The anti-corruption group Transparency International says close ties between business and government across Europe have undermined economic stability. It singles out southern European countries as especially corrupt.
The 63-page document showed a "strong correlation" between failure to rein in public spending and inability to tackle graft.
"This report raises troubling questions at a time when transparent leadership is needed as Europe tries to resolve its economic crisis," said Cobus de Swardt, the organization's managing director in a statement ahead of the publication.

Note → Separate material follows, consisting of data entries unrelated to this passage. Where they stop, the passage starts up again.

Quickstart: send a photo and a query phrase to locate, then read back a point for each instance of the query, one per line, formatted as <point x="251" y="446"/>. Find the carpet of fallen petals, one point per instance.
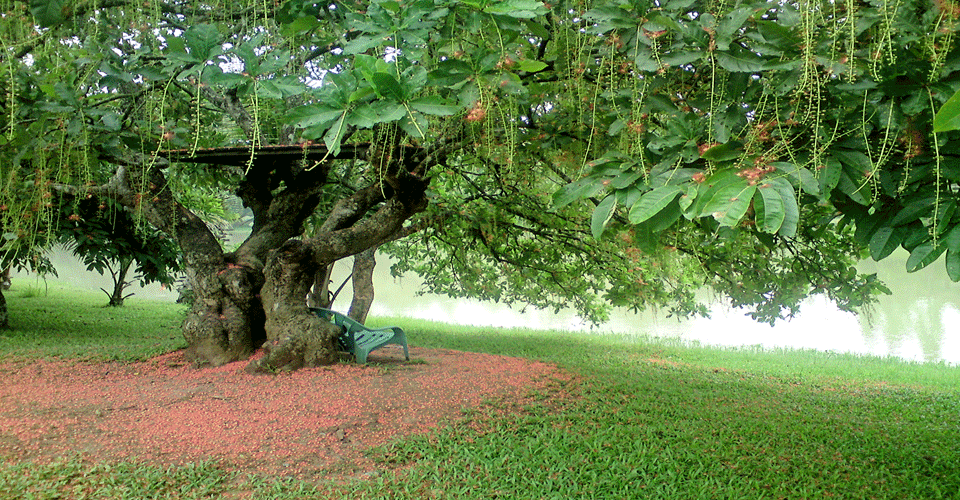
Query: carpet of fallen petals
<point x="311" y="422"/>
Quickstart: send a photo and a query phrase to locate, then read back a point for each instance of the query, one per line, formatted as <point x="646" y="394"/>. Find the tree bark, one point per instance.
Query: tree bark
<point x="4" y="313"/>
<point x="363" y="290"/>
<point x="319" y="295"/>
<point x="295" y="337"/>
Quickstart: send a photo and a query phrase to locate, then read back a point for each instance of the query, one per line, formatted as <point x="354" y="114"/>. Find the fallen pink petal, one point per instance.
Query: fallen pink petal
<point x="297" y="424"/>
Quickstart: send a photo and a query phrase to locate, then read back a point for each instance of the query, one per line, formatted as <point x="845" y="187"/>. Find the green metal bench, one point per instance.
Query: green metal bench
<point x="359" y="340"/>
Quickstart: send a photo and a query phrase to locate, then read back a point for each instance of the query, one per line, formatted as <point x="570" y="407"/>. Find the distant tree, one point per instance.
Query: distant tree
<point x="108" y="239"/>
<point x="710" y="143"/>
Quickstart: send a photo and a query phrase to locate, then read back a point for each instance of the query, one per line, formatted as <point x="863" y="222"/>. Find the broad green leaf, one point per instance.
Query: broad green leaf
<point x="952" y="240"/>
<point x="203" y="40"/>
<point x="578" y="189"/>
<point x="625" y="179"/>
<point x="520" y="9"/>
<point x="434" y="105"/>
<point x="652" y="203"/>
<point x="915" y="209"/>
<point x="730" y="204"/>
<point x="770" y="209"/>
<point x="370" y="114"/>
<point x="335" y="134"/>
<point x="723" y="152"/>
<point x="740" y="60"/>
<point x="531" y="66"/>
<point x="829" y="175"/>
<point x="47" y="12"/>
<point x="664" y="218"/>
<point x="791" y="211"/>
<point x="312" y="114"/>
<point x="948" y="118"/>
<point x="801" y="177"/>
<point x="952" y="261"/>
<point x="387" y="86"/>
<point x="111" y="121"/>
<point x="268" y="90"/>
<point x="923" y="255"/>
<point x="687" y="200"/>
<point x="224" y="80"/>
<point x="602" y="214"/>
<point x="414" y="124"/>
<point x="362" y="44"/>
<point x="884" y="241"/>
<point x="716" y="192"/>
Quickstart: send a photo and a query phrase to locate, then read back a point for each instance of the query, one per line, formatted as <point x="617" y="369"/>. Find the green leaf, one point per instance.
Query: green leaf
<point x="414" y="124"/>
<point x="948" y="118"/>
<point x="723" y="152"/>
<point x="580" y="188"/>
<point x="952" y="261"/>
<point x="311" y="115"/>
<point x="434" y="105"/>
<point x="333" y="136"/>
<point x="770" y="209"/>
<point x="47" y="12"/>
<point x="362" y="44"/>
<point x="740" y="60"/>
<point x="884" y="241"/>
<point x="602" y="214"/>
<point x="111" y="121"/>
<point x="729" y="205"/>
<point x="203" y="40"/>
<point x="913" y="211"/>
<point x="791" y="211"/>
<point x="829" y="174"/>
<point x="652" y="202"/>
<point x="923" y="255"/>
<point x="952" y="240"/>
<point x="531" y="66"/>
<point x="387" y="86"/>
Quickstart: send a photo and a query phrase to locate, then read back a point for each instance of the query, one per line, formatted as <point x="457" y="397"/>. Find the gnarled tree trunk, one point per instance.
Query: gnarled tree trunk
<point x="4" y="313"/>
<point x="363" y="290"/>
<point x="295" y="336"/>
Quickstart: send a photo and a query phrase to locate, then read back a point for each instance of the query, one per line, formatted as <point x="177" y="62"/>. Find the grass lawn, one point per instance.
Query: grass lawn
<point x="653" y="419"/>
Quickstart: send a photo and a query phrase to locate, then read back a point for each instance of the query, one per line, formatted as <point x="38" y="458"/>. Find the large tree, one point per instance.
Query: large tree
<point x="459" y="121"/>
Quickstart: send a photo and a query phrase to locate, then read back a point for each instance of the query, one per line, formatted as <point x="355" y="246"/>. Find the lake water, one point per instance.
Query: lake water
<point x="919" y="322"/>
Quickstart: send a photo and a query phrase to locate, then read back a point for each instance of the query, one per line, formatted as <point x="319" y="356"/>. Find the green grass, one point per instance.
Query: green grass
<point x="652" y="419"/>
<point x="76" y="479"/>
<point x="57" y="320"/>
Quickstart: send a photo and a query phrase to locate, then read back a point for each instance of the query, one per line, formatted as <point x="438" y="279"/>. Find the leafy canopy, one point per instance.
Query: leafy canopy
<point x="750" y="145"/>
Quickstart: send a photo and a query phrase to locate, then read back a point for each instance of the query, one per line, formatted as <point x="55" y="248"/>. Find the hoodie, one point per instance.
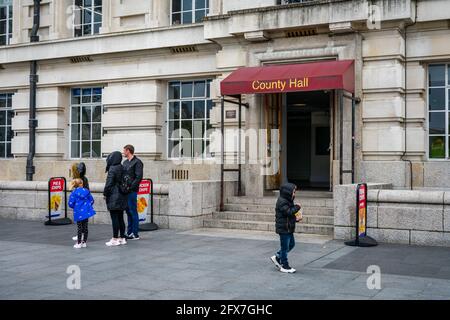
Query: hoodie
<point x="285" y="210"/>
<point x="115" y="200"/>
<point x="81" y="201"/>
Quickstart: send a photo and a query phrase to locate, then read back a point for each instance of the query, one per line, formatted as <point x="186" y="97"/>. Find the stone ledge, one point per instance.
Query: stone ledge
<point x="430" y="238"/>
<point x="411" y="196"/>
<point x="95" y="187"/>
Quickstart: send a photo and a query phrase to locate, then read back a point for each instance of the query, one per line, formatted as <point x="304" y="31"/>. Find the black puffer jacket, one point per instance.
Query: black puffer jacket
<point x="115" y="200"/>
<point x="285" y="210"/>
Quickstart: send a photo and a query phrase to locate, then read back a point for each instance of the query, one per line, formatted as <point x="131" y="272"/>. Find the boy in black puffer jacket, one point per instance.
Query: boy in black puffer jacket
<point x="286" y="215"/>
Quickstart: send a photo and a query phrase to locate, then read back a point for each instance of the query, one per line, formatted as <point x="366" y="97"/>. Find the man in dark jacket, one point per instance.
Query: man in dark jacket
<point x="134" y="169"/>
<point x="285" y="219"/>
<point x="116" y="201"/>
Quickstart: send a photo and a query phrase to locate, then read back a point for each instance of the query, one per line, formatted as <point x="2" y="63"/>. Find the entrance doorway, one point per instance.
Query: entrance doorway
<point x="308" y="139"/>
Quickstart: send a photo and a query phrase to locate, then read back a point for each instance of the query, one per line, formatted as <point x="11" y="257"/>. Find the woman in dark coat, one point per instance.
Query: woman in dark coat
<point x="116" y="202"/>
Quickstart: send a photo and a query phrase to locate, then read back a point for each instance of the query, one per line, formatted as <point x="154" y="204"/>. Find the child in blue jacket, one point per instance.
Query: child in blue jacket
<point x="81" y="201"/>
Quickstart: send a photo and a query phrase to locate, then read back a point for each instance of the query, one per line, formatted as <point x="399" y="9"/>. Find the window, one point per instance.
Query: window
<point x="87" y="17"/>
<point x="5" y="21"/>
<point x="6" y="133"/>
<point x="189" y="108"/>
<point x="189" y="11"/>
<point x="438" y="107"/>
<point x="86" y="123"/>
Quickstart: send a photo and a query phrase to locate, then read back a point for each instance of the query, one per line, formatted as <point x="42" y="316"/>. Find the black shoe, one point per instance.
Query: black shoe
<point x="287" y="269"/>
<point x="276" y="261"/>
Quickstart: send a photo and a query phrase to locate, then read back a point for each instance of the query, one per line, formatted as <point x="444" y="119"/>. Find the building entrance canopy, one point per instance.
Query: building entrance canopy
<point x="327" y="75"/>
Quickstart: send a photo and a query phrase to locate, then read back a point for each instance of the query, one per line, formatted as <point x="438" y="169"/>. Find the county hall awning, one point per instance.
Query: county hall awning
<point x="313" y="76"/>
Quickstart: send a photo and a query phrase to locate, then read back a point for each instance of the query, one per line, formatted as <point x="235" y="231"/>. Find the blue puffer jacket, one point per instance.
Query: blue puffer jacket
<point x="81" y="201"/>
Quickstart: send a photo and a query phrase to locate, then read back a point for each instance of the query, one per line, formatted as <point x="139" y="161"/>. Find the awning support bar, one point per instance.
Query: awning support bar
<point x="222" y="164"/>
<point x="354" y="100"/>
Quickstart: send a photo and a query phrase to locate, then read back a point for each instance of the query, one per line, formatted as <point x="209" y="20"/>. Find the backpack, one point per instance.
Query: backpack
<point x="125" y="184"/>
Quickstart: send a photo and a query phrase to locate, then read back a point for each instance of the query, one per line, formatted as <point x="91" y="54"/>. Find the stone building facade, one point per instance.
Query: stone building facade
<point x="131" y="72"/>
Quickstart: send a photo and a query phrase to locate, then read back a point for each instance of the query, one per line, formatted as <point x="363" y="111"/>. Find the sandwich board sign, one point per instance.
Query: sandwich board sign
<point x="57" y="202"/>
<point x="143" y="199"/>
<point x="362" y="239"/>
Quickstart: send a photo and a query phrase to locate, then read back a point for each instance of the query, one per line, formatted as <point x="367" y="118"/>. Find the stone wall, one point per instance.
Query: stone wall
<point x="413" y="217"/>
<point x="177" y="205"/>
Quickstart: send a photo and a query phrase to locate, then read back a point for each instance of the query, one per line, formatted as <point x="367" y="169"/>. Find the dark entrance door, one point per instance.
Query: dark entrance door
<point x="308" y="139"/>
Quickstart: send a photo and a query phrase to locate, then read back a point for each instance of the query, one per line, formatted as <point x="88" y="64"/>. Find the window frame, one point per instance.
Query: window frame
<point x="205" y="155"/>
<point x="194" y="9"/>
<point x="446" y="112"/>
<point x="82" y="24"/>
<point x="80" y="105"/>
<point x="6" y="126"/>
<point x="8" y="33"/>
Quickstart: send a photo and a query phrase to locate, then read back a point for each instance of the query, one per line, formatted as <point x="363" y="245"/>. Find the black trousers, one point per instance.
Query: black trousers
<point x="118" y="223"/>
<point x="82" y="230"/>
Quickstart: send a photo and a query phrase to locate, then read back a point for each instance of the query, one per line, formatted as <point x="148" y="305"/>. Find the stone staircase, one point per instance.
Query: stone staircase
<point x="249" y="213"/>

The report assessed the situation across 25 European countries and found Greece, Italy, Portugal and Spain to have serious deficits in public-sector accountability and deep-rooted problems of inefficiency and malpractice.
It said that, among the European Union's new members, Bulgaria and Romania continued to cause the most concern, as the anti-corruption laws they had introduced to comply with EU demands had not borne fruit.
Transparency International praised the Denmark, Norway and Sweden for curbing corruption and found that whistleblowers who draw attention to wrongdoing were well-protected only in Norway and the UK.
It criticized Denmark, Germany and the UK for their lack of regulation when it comes to political party financing. Twelve countries were found to have no limits on political donations by individuals, and 17 lacked codes of conduct for members of parliament.
The group also called on the European Union to set an example by adopting strict rules for its own institutions. It made wide-ranging recommendations suggesting codes of conduct for parliamentarians and compulsory registers for lobbying activities.
Transparency International is a global network. The non-governmental organization has more than 90 national chapters and is funded by membership fees and donations.